Try as they may, newspapers face challenges in being reliable sources for real estate information: They depend too heavily on real estate ads, so there’s always a tendency to see the glass as “half full” or to be “weak kneed.”
In The Union this morning, a realtor tries to see the bright side in our area, observing that equity and short sales are gaining ground, and it’s presented as a one-source news story.
Short sales, however, are still loans that are “upside down.” Equity sales are growing modestly again, but you have to wonder at what price range and whether it’s sustainable. I would suspect the lower range.
Here’s the real killer: Sales of distressed properties make up nearly half of all sales in the western county in the first half of 2010. That’s a lot. It’s also occurring against a backdrop of double-digit unemployment here.
It shows how heated our local market became in the “go-go” days with real estate speculators — many of them real estate agents — rather than people who merely wanted to buy a home to live in.
It shows the weak underpinnings of our local economy, having failed to diversify beyond real estate and construction, making us vulnerable to “boom and bust” economic cycles.
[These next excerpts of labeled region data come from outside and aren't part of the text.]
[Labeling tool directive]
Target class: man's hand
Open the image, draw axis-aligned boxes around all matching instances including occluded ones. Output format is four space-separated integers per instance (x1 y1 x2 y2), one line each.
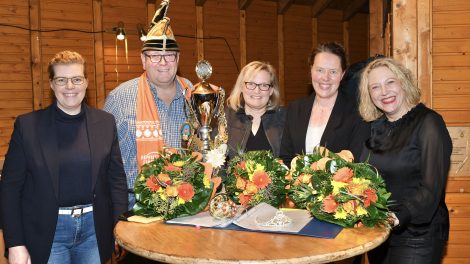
388 212 400 227
8 246 31 264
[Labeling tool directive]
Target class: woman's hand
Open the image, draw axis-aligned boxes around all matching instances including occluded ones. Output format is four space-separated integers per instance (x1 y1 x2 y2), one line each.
8 246 31 264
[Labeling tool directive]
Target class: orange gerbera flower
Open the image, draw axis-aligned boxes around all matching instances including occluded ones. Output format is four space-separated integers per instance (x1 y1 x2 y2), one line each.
243 181 258 195
298 173 312 184
178 183 194 202
163 163 181 171
157 173 172 185
236 177 246 190
253 171 271 189
364 189 377 208
238 193 252 206
165 186 178 197
145 175 160 192
333 167 354 183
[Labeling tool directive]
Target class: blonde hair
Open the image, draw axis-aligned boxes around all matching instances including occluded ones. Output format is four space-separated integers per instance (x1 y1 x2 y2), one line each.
47 50 87 80
227 61 280 111
359 58 421 122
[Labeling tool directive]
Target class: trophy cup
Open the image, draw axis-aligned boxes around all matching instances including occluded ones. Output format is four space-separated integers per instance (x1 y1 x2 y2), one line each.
186 60 228 155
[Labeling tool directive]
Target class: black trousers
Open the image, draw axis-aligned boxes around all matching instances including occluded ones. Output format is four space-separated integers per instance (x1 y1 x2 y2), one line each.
367 234 447 264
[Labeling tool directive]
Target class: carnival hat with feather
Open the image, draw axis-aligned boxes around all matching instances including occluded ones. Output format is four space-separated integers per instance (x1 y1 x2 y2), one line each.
142 0 180 52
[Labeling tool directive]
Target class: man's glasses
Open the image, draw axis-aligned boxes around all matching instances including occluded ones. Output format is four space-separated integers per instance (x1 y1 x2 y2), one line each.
52 76 85 86
144 53 176 63
245 82 273 91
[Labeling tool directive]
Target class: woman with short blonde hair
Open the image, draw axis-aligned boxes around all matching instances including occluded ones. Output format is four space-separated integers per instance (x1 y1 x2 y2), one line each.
226 61 285 158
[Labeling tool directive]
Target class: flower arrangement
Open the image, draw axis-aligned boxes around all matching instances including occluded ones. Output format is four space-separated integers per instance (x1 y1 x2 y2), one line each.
288 148 391 227
133 151 220 220
225 150 289 207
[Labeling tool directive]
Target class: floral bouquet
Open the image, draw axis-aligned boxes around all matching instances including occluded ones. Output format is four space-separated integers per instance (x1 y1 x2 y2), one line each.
288 148 391 227
133 152 220 220
225 150 289 207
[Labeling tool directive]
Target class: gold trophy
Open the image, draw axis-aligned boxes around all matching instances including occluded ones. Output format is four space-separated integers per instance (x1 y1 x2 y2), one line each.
187 60 228 155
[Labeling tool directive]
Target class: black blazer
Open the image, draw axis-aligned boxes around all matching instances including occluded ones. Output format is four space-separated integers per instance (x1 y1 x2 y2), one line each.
281 88 370 166
1 104 127 263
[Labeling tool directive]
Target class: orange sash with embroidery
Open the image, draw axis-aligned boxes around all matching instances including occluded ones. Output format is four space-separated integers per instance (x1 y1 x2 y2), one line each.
135 72 191 171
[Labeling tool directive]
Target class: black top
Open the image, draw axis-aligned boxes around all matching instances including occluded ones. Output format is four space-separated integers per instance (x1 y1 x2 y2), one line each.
56 106 93 207
361 104 452 240
246 122 271 151
224 107 286 159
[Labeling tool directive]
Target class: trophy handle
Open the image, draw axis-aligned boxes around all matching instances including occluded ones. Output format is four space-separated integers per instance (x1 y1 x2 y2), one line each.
214 86 225 117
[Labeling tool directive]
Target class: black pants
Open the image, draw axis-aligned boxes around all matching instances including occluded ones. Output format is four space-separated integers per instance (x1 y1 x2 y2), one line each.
367 234 446 264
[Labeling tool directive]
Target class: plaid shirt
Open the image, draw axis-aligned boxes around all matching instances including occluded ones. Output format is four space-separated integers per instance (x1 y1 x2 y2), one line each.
103 78 192 200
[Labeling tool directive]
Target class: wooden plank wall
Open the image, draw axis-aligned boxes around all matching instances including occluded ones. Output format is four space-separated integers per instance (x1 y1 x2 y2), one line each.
0 0 368 157
431 0 470 263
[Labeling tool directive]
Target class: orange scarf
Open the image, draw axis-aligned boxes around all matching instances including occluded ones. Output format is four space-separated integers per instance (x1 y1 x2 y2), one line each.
135 72 191 171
Here’s some of the reality:
•Grandmere’s Inn — a landmark home and B&B in downtown Nevada City— was auctioned off for barely $600,000 — after being listed at $849,000. It previously sold for higher than that.
•The Holbrooke Hotel — a landmark hotel in downtown Grass Valley — is in foreclosure proceedings, with an auction set for Aug. 23. It is listed at $1.4 million, down from $4.4 million in 2008, as I reported. It sold for $2.35 million in 2005.
There are many other example of prominent properties around here being sold as distressed properties — both commercial and residential.
Another is Villaggio di Vigneto — a bank-owned “Tuscany” in Penn Valley — which I reported previously. It supposedly is in escrow.
They all pull down the median price for commercial and residential properties — often used as a bargaining chip in sales.
“If the asking price for the Holbrooke has dropped by $3 million in less than two years, consider for a moment the ripple effect it will have on local commercial real estate,” as former Nevada City Mayor Steve Cottrell wrote on this blog.
From a consumer’s view, having no or little equity in your home is not going to help jump-start consumer spending. It makes you feel “poor.”
People who borrowed against what equity they did have during the recession to expand their business remain at risk.
We also have an aging, declining population, and many retirees will need to sell their home in coming years to get into assisted living as they become elderly.
Our local governments, meanwhile, depend on property tax receipts to pay for services. The county depends on property tax more than sales tax.
In short, we’re in a very precarious situation in our local economy.
If there’s a bright spot in “resetting” the value of our real estate, it’s that homes are more affordable for young families. But we’ll need to create some better paying jobs to go along with them or it won’t matter.
We will have to wait until year-end to get a better grasp of how far we have to go to get out of the real estate hole in our western county, some of it self inflicted.